Patients with MSI-H cancers frequently have HP but in insufficient numbers to warrant a diagnosis of hyperplastic polyposis. In addition, the HP variant may occur sporadically, outside the condition hyperplastic polyposis.28 Therefore, hyperplastic polyposis, while rare, may represent the most severe manifestation of a predisposition to produce large serrated polyps with extensive DNA methylation and having an increased risk of malignancy.

Dysregulation of methylation seems to act at multiple steps to allow the cell to escape from cell growth control and apoptosis. CIMP is an effective mechanism for gene silencing that does not involve mutations, but none the less produces a stable epigenetic state that is transmitted to daughter cells in a clonal fashion.
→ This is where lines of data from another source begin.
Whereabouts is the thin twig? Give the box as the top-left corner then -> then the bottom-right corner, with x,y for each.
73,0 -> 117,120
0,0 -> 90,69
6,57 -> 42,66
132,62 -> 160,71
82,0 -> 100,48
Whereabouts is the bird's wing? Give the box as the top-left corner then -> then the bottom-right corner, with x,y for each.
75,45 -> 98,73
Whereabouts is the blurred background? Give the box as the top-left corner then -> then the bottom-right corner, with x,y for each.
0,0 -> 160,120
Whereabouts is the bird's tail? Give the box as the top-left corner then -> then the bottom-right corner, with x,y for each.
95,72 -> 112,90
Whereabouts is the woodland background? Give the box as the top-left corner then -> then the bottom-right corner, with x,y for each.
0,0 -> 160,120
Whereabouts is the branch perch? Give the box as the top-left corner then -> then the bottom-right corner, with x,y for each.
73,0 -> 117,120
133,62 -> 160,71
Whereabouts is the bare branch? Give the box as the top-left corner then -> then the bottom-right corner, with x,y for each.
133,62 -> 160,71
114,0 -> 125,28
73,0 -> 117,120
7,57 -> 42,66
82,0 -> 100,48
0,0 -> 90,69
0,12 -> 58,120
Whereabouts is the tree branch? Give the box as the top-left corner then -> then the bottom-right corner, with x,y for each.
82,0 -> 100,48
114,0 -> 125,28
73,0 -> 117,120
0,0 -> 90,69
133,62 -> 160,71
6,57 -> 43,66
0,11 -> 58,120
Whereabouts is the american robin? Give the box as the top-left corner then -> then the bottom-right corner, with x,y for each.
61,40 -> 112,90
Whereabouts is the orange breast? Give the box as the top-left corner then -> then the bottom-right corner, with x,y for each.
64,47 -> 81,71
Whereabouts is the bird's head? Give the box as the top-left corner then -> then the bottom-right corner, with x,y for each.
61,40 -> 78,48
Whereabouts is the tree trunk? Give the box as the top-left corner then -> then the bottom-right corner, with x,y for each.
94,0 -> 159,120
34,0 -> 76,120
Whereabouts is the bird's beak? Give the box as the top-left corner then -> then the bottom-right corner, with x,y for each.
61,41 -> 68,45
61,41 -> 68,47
The concept that hypermethylation occurs on the basis of a pathological lesion has been disputed recently43 but we have shown here that a distinct lesion presenting in hyperplastic polyposis patients exhibits aberrant control of methylation of many genes, including key tumour suppressor genes.

The lack of K-ras mutation in CIMP-high polyps with methylation of hMLH1 was mirrored by the low frequency of K-ras mutations in sporadic MSI-H cancers.11 The latter showed frequent CIMP-high status that included hMLH1 methylation and have been related histogenetically with HP.23,40,44 None of the cancers in this study were MSI-H or showed hMLH1 methylation, even in subjects with hyperplastic polyposis. It is known that cancers in hyperplastic polyposis may be MSI-H, MSI-L, or MSS.23 The common denominator in cancers complicating hyperplastic polyposis may therefore not be the mutator phenotype but a predisposition to DNA methylation that may or may not implicate particular DNA repair genes, such as hMLH1 or MGMT. In this study, all samples of carcinoma in situ or invasive malignancy from patients with hyperplastic polyposis showed at least CIMP-low status and the minimum number of MINTs or genes found to be methylated in this group was three (fig 3). Four of six cancers occurring in group I subjects were MINT-neg and a fifth may have been incorrectly assigned to group I (see above).
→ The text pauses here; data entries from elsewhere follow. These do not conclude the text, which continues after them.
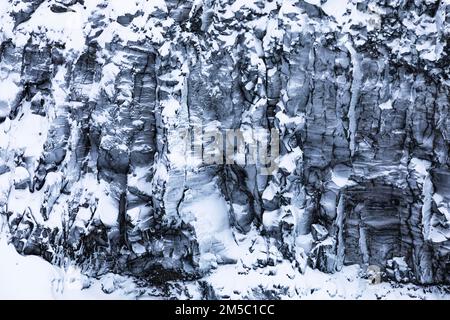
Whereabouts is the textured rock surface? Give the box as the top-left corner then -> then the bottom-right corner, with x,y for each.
0,0 -> 450,296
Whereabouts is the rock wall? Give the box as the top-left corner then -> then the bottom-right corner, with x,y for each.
0,0 -> 450,284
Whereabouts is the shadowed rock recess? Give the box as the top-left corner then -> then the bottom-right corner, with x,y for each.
0,0 -> 450,286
Nor is extensive DNA methylation explained merely on the basis of anatomical location. Left sided HP from group II subjects showed more extensive DNA methylation than group I HP. Additionally, it has been pointed out that whereas traditional HP are restricted to the distal colorectum, the HP variant may occur distally as well as proximally.29 It may therefore not be possible to distinguish clinically significant from non-significant serrated polyps on the basis of the number of polyps or anatomical location.
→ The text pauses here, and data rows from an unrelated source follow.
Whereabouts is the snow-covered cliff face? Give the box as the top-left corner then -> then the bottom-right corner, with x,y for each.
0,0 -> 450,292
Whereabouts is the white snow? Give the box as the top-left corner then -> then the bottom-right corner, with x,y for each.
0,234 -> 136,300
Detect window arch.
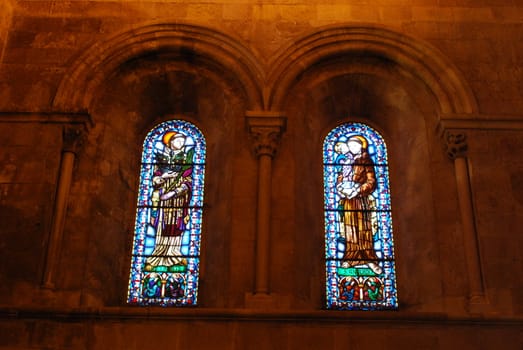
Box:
[323,123,398,310]
[127,120,206,306]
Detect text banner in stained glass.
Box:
[127,120,205,306]
[323,123,398,310]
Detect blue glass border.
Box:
[127,120,206,306]
[323,122,398,310]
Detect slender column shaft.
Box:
[255,154,272,294]
[442,130,486,305]
[43,152,75,288]
[454,157,484,301]
[42,127,84,288]
[247,112,286,295]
In summary, the findings lend support to the concept of a serrated pathway to CRC in which DNA methylation plays an important role. However, only a subset of serrated polyps is implicated. Among these is a group that is well represented in subjects with hyperplastic polyposis, is characterised by CIMP-high status, methylation of hMLH1, absence of K-ras mutation, and a high frequency of dysplasia. At the morphological level, most of these lesions are equivalent to the recently described “sessile serrated adenomas” or to mixed polyps when dysplastic subclones are present. It is hypothesised that these are the precursors of sporadic MSI-H CRC. Similar lesions but lacking methylation of hMLH1 and having a K-ras mutation may be precursors of CIMP-high CRC that are MSS or MSI-L. ACF and classical HP differ from these lesions in their predilection for the distal colorectum, lower frequency of DNA methylation, and higher frequency of K-ras mutations. The pattern and extent of DNA methylation may determine whether a lesion remains small and clinically insignificant or has the potential for progression. Interpatient differences among subjects with hyperplastic polyposis indicate subtle mechanistic differences that counter the suggestion that DNA methylation occurs exclusively as a stochastic age related process.21 The finding of familial clusters of hyperplastic polyposis26 points to an underlying genetic predisposition to extensive and early onset of DNA methylation.


The authors are grateful to the patients who participated in the study and the surgeons who provided specimens. This work was supported by the National Health and Medical Research Council of Australia, the Walter Paulsen Memorial Tumor Bank, and NIH Grant CA77057.